NMC is the secretariat of the Infectious Disease Central Clinical Committee, composed of physicians and experts treating the confirmed COVID-19 patients across the nation. The committee is investigating the exact cause of the deaths of CORONA-19 patients.

Psychiatrists said although there are mentally ill patients who cannot help but get hospitalized for a long time, the government’s anemic support puts them in a blind spot.

Kwon Jun-soo, a psychiatrist at Seoul National University Hospital, said psychiatric wards tend to have lots of group therapies, which cause close contacts among patients and medical staff. “If a virus comes to a place like a psychiatric ward, a fast spread of the disease is inevitable,” he said.

A psychiatric ward where patients were hospitalized for a long time, such as that of Daenam Hospital in Cheongdo, is likely to have patients with chronic diseases, Kwon went on to say.
Long-term inpatients benefit from the national health insurance coverage, and cheap meals for those patients are usually priced at around 3,000 won ($2.47) per meal, he said. “Will this meal be sufficient to provide nutrition for a patient? They have no way to get proper nutrition,” Kwon said.

He noted that there were many other psychiatric hospitals where patients were admitted for a long time in Korea.

Under the Act on the Improvement of Mental Health, psychiatric institutions should go through a review committee’s decision to make a psychiatric admission longer than six months. Still, it is impossible to discharge some mentally ill patients, he added.

Kwon said that even if a psychiatrist determines the discharge of a patient, the patient would have no place to go. “The government should invest in facilities so that psychiatric patients can receive treatment in local communities.
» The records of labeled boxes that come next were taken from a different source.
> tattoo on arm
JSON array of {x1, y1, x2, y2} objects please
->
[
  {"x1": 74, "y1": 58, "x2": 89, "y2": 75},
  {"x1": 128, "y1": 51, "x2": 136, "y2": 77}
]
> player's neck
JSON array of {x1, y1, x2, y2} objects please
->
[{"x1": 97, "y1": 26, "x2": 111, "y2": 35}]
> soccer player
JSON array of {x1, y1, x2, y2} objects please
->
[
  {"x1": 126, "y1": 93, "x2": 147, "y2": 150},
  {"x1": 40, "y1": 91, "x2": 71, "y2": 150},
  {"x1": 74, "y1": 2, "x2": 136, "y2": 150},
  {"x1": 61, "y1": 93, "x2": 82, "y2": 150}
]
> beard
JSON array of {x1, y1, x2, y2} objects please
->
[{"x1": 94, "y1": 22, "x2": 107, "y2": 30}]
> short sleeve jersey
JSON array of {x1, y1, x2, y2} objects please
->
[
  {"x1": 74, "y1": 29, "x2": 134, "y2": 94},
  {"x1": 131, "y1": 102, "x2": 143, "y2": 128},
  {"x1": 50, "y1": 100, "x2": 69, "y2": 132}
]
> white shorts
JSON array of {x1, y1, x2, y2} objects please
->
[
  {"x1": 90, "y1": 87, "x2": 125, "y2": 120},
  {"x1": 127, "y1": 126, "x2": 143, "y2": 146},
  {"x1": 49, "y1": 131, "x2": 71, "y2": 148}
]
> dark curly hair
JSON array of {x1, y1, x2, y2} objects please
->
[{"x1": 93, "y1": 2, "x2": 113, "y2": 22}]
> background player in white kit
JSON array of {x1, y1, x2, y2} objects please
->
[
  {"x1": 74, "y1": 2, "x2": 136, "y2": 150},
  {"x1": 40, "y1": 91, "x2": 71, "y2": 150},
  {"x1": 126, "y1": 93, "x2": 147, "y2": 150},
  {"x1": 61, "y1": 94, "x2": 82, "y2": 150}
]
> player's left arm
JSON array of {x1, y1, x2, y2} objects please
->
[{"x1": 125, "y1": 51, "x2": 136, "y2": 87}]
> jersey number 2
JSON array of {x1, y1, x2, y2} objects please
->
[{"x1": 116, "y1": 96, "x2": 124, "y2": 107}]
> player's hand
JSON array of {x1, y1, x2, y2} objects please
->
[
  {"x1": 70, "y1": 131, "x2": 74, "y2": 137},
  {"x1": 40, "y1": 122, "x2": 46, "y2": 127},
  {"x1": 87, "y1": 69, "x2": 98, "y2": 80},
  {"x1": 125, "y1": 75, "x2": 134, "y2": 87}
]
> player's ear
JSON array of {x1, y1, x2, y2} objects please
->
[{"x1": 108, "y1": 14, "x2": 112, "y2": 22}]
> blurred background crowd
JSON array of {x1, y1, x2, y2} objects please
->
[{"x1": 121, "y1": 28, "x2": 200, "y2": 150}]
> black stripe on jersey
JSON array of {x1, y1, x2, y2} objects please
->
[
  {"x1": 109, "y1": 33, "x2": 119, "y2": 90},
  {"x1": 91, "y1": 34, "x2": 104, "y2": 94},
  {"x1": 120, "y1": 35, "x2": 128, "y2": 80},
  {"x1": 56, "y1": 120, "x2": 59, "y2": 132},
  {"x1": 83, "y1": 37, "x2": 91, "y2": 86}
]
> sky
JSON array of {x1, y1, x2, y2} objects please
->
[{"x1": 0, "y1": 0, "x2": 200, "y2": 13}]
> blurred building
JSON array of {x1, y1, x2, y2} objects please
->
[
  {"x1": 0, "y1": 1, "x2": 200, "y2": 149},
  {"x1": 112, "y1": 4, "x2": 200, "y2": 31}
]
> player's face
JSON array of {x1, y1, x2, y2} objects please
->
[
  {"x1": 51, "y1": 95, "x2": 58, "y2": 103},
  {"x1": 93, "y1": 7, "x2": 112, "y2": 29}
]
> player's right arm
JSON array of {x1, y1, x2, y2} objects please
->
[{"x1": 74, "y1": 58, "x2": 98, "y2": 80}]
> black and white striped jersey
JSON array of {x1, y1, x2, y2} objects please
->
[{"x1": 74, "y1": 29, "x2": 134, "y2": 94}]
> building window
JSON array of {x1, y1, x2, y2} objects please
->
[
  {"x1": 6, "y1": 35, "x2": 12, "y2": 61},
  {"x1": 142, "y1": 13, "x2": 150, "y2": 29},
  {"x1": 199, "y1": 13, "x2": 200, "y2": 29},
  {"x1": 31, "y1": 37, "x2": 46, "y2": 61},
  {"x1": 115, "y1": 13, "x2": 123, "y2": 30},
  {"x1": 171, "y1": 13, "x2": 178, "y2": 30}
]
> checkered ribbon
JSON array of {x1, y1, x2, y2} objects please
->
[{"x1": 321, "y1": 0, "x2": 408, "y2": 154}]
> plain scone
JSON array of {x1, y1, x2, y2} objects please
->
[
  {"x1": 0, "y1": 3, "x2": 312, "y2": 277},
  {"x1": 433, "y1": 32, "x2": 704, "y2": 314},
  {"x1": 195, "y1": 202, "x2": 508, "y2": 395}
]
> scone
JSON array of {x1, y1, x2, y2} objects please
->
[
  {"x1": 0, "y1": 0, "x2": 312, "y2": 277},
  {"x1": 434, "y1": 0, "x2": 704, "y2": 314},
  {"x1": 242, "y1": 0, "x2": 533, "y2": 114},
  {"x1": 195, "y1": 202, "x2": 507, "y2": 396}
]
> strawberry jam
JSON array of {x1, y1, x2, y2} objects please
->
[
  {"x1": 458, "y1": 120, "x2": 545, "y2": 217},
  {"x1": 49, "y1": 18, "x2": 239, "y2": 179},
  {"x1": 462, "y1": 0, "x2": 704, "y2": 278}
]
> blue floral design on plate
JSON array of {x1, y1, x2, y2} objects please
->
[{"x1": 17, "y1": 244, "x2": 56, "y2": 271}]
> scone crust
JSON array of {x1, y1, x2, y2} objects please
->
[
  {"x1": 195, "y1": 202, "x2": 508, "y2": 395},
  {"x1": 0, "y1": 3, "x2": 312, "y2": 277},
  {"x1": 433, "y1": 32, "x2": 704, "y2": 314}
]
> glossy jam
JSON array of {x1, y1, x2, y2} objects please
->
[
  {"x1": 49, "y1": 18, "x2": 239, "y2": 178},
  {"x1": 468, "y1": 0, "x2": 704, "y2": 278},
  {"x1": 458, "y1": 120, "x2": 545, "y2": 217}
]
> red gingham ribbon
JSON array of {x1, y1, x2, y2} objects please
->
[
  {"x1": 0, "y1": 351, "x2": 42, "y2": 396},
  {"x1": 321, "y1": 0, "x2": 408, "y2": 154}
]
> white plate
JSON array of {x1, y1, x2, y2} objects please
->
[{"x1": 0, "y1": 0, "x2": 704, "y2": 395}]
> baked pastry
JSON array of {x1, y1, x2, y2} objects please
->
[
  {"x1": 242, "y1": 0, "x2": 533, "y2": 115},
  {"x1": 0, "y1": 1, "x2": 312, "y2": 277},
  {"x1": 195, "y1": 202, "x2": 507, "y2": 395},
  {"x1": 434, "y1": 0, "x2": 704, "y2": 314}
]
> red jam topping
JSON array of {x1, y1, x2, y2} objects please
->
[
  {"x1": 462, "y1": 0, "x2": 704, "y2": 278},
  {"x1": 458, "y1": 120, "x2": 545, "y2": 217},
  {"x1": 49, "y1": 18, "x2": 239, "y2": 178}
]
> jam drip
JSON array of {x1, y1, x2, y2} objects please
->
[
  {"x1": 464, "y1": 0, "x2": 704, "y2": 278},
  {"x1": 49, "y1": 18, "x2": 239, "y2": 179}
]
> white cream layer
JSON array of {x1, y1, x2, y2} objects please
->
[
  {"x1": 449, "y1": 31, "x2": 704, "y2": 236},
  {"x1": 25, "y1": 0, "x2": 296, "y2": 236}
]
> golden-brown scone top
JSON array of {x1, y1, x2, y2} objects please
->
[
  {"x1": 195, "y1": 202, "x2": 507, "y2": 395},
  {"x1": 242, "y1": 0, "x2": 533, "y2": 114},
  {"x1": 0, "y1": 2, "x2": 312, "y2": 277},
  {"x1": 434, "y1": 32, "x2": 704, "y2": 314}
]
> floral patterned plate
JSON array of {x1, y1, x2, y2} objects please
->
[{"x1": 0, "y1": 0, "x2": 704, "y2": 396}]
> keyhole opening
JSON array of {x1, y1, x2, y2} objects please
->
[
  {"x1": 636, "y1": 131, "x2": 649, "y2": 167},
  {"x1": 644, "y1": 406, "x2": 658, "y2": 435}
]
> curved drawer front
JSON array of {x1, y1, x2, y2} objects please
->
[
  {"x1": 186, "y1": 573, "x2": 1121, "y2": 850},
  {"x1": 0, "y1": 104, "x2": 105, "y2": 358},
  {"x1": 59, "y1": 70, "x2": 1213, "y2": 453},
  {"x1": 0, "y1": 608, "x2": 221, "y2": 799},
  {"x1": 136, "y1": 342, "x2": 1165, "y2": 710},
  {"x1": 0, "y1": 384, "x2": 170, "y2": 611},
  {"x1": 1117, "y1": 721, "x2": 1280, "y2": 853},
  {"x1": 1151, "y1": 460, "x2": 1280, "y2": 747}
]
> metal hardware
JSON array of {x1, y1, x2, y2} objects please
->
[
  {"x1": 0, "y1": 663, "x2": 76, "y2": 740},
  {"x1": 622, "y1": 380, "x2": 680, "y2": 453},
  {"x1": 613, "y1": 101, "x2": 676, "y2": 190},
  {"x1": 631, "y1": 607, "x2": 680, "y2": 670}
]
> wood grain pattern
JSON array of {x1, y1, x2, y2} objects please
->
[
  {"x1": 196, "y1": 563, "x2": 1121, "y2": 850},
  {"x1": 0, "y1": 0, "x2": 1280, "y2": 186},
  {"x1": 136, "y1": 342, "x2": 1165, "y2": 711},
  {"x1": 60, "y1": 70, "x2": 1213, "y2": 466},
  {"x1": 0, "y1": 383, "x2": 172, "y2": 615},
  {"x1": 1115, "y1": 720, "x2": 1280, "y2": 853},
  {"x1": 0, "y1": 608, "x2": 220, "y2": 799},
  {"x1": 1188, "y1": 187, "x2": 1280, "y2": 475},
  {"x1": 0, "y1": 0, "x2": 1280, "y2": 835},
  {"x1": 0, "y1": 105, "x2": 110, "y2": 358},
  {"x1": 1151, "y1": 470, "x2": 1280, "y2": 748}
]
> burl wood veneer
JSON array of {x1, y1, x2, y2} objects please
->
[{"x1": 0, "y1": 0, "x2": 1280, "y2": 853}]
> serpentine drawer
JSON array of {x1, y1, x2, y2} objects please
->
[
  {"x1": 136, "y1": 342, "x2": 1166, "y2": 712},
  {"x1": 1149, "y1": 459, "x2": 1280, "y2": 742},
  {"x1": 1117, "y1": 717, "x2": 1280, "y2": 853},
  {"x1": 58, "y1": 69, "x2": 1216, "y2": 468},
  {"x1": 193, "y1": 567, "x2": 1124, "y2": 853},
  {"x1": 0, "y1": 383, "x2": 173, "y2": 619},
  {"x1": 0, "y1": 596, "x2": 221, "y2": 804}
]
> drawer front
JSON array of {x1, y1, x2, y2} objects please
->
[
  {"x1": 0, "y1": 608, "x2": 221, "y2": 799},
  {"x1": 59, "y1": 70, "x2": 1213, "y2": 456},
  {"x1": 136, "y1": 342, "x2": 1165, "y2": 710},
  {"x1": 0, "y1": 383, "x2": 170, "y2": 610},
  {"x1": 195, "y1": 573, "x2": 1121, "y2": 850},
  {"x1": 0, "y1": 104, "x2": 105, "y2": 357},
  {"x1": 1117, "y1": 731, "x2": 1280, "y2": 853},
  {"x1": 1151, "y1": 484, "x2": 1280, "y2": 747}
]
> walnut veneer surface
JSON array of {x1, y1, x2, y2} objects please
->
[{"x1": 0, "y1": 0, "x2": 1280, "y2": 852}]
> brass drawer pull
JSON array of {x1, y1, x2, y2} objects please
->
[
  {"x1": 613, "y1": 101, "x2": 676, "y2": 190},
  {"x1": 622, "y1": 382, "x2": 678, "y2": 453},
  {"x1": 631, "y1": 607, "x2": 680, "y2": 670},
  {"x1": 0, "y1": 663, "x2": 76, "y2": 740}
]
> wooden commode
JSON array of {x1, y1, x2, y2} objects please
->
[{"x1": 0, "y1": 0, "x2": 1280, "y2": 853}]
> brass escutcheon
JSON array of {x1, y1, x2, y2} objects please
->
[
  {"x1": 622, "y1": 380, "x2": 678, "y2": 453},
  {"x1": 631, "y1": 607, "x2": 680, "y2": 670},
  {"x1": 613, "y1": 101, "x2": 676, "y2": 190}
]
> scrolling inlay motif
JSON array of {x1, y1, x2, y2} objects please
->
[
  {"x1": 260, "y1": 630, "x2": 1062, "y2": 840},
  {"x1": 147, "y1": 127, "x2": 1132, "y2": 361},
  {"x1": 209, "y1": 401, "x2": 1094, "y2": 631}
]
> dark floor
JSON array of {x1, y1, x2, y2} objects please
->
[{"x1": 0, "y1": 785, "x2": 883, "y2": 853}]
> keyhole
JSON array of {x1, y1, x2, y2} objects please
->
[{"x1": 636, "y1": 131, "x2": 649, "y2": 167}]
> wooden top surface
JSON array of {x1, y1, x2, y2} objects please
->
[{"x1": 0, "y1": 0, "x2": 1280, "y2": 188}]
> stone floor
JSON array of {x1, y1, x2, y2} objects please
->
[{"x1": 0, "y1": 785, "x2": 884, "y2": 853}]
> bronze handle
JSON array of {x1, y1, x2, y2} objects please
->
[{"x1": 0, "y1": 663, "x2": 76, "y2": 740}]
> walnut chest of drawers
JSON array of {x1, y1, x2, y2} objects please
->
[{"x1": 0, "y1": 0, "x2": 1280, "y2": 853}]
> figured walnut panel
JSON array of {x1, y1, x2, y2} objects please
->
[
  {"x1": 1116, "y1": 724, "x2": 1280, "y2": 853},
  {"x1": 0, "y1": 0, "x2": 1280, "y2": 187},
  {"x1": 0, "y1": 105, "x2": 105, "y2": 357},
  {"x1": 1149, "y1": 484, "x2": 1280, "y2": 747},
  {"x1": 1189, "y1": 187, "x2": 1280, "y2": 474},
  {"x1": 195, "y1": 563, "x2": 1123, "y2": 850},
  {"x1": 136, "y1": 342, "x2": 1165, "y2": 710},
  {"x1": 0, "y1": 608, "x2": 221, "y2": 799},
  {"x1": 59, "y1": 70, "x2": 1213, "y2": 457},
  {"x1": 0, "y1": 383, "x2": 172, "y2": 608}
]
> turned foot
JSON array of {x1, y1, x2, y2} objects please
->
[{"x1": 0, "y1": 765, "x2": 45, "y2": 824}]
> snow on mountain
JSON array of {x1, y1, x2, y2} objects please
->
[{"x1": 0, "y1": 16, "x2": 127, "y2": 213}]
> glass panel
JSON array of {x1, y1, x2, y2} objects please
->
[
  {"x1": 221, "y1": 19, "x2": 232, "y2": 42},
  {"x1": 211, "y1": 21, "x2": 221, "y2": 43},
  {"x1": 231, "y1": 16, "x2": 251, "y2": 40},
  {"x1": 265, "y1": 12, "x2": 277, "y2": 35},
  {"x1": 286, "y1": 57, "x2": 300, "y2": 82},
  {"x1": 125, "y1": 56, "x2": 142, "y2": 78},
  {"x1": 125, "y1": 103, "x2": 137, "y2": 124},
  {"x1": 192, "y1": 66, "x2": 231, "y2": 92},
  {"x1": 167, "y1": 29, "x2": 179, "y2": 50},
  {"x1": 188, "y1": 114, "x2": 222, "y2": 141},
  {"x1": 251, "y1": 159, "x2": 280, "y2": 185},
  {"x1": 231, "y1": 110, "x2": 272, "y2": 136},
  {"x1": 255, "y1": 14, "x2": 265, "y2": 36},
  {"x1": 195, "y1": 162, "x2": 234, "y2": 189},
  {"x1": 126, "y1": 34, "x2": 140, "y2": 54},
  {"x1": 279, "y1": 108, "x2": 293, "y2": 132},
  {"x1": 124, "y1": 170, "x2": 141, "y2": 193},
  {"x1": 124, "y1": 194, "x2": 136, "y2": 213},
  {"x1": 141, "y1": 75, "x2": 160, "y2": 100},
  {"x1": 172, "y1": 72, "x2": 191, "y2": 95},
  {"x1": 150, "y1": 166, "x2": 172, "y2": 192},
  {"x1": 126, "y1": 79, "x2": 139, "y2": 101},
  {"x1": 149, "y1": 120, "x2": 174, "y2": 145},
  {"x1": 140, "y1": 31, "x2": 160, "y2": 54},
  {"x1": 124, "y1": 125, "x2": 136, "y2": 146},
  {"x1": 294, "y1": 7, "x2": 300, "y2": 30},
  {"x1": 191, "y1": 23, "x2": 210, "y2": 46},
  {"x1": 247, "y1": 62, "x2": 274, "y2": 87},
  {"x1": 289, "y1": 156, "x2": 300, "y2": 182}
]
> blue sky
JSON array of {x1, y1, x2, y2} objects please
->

After the law revision, however, the government did nothing,” he said.

Hong Na-rae, a professor at Hallym University Sacred Heart Hospital, and public relations director at the Korean Neuropsychiatric Association (KNA), said schizophrenic patients with poor functions might be unable to live outside. In some cases, hospitalization is the only way to care for such patients, she said.

“It is difficult to see this issue only from the aspect of human rights,” she noted.

To prevent the spread of COVID-19 in psychiatric wards, KNA asked the Ministry of Health and Welfare to order psychiatrists to refrain from visiting a mental hospital for the secondary diagnosis of a patient, initially required for hospitalization eligibility review.

In Daegu and North Gyeongsang Province, the government banned a visit for the secondary diagnosis. The ban will apply to the entire country from Tuesday.